Contact Data Deletion for Mobile Engage is configured in the contact-data-deletion-me repo. It also holds the configurations for account deletion cleanups. The repo is private and can be accessed by the Mobile Engage team. It utilises the contact-data-deletion service (aka CDDS), which is a shared service for all Emarsys products, developed by the former Data Platform team. It runs the given cleanup configurations using cronjobs, and deletes data from the Mobile Engage BigQuery (BQ) tables.

Configurations

The configurations for the deletion jobs are held in the gap_patch_cron_job.yaml file where tables and deletion parameters are set for each job. These jobs are then executed using cronjobs configured in the gap.yaml of the service.

Product specific deletions

push
inapp
inbox
embedded-messaging
web-push

These are run on the 5th and the 20th of each month, with the exception of push which runs on the 6th and 21st. The jobs are staggered throughout the day to avoid running out of BQ slots: push at 10:00 UTC (on 6th & 21st), inapp at 12:00 UTC, inbox at 14:00 UTC, web-push at 16:00 UTC, and embedded-messaging at 18:00 UTC.
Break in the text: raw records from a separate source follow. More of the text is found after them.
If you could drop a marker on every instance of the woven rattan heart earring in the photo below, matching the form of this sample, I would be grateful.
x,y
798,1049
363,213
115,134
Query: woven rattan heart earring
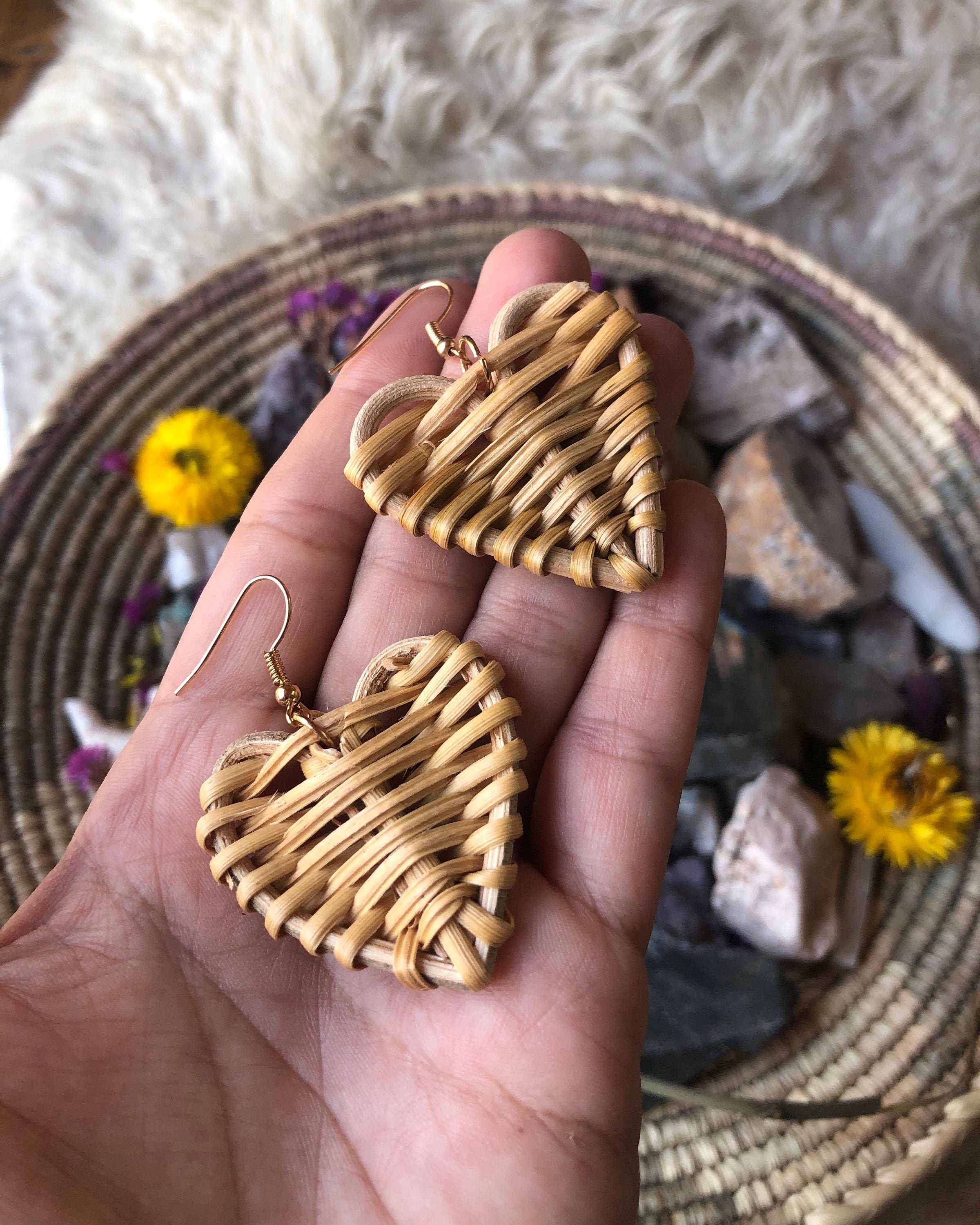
x,y
396,848
542,454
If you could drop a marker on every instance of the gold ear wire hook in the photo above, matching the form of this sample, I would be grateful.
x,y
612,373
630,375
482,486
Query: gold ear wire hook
x,y
223,626
287,694
465,348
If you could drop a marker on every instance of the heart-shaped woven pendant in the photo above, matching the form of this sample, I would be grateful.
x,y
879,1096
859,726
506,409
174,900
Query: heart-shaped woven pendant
x,y
557,468
395,849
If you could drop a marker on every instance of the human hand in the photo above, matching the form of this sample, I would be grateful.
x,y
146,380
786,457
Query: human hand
x,y
166,1061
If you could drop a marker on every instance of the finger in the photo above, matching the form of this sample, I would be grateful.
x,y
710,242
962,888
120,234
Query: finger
x,y
410,586
673,367
546,631
307,525
609,791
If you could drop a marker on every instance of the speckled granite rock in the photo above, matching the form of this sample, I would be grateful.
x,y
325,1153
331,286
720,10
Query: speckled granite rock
x,y
707,1001
789,528
699,822
751,370
777,868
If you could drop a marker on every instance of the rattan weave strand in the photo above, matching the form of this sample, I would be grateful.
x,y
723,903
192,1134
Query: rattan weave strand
x,y
397,841
572,478
74,543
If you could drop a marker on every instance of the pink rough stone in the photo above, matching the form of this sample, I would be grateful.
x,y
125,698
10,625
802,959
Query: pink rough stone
x,y
777,868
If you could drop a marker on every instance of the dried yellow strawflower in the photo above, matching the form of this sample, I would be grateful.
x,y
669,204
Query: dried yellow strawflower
x,y
895,794
198,467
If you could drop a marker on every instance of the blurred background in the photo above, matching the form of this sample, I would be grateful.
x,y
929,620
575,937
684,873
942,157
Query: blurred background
x,y
174,135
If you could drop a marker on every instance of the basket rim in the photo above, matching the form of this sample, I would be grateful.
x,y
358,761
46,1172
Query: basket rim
x,y
863,303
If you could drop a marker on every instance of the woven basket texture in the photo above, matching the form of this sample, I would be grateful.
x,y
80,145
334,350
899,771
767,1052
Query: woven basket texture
x,y
74,543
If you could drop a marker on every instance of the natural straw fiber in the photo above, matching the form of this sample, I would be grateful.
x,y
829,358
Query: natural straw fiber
x,y
581,467
74,543
456,754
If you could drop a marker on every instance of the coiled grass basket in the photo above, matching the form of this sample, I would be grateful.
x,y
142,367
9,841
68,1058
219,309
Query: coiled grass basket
x,y
75,543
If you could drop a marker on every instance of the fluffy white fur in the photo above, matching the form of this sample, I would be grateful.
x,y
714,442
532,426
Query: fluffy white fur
x,y
176,134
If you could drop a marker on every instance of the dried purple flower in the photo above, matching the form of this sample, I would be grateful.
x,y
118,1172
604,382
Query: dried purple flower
x,y
89,767
141,608
301,303
117,461
376,302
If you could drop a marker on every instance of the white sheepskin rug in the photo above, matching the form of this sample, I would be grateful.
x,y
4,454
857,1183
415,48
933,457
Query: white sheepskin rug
x,y
173,135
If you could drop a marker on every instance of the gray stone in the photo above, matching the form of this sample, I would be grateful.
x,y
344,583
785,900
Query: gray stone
x,y
685,906
777,866
172,621
686,459
886,640
707,1002
751,370
789,526
831,696
744,721
193,554
296,384
699,822
918,585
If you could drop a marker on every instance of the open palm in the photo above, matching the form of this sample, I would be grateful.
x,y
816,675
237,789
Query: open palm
x,y
165,1061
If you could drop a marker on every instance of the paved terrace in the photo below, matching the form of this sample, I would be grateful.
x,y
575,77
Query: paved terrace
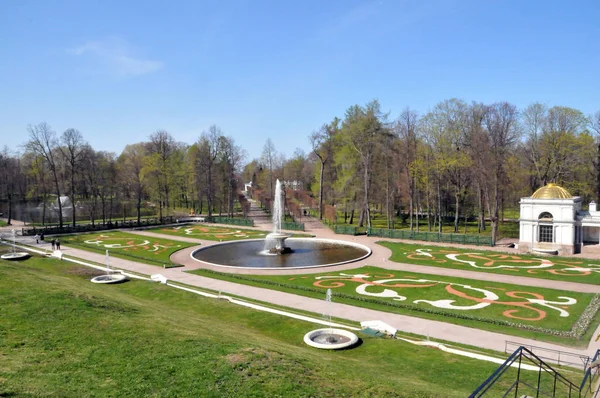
x,y
427,328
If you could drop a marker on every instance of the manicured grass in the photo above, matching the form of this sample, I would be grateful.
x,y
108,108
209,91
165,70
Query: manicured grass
x,y
215,233
506,229
209,232
148,250
64,336
562,268
512,314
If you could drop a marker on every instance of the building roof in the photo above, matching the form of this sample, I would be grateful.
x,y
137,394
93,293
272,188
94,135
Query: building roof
x,y
551,191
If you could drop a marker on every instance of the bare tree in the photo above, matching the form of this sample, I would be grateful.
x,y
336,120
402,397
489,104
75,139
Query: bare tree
x,y
406,129
269,158
322,145
10,176
208,147
133,172
162,146
500,121
363,127
72,150
43,142
595,124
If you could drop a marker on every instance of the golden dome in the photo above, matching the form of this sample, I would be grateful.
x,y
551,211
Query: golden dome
x,y
551,191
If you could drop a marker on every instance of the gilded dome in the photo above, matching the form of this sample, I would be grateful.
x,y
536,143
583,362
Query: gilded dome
x,y
551,191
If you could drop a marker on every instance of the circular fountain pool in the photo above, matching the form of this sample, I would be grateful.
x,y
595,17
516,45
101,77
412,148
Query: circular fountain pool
x,y
305,253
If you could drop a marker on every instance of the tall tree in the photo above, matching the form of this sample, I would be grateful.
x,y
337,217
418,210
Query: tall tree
x,y
322,142
208,151
133,171
406,129
43,142
595,124
269,159
10,175
500,122
161,147
363,128
73,150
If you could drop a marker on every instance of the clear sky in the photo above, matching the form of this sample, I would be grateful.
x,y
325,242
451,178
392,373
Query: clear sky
x,y
279,69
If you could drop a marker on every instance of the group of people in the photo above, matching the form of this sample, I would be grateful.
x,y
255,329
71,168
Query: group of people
x,y
54,242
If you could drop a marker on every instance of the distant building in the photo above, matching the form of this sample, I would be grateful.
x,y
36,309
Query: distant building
x,y
551,221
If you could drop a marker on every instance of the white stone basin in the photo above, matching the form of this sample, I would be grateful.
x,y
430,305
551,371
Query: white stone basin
x,y
318,338
109,278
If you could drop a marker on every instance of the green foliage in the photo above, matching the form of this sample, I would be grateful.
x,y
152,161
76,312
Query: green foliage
x,y
145,339
406,253
148,250
583,314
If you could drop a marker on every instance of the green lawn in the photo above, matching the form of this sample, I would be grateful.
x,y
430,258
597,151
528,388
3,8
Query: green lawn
x,y
208,232
148,250
542,267
432,297
215,233
64,336
506,229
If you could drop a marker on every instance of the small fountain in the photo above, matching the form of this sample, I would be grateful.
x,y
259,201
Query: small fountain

Push is offset by one day because it uses the bq_delete_template_ranged_with_offset.sql template, which includes an interval_days_upper_bound parameter to handle late-arriving session events. The offset on the client_changes table of 24 hours further ensures that the session_events streaming buffer has cleared before attempting to delete from it, which previously caused partial job failures due to entries in the streaming buffer being affected.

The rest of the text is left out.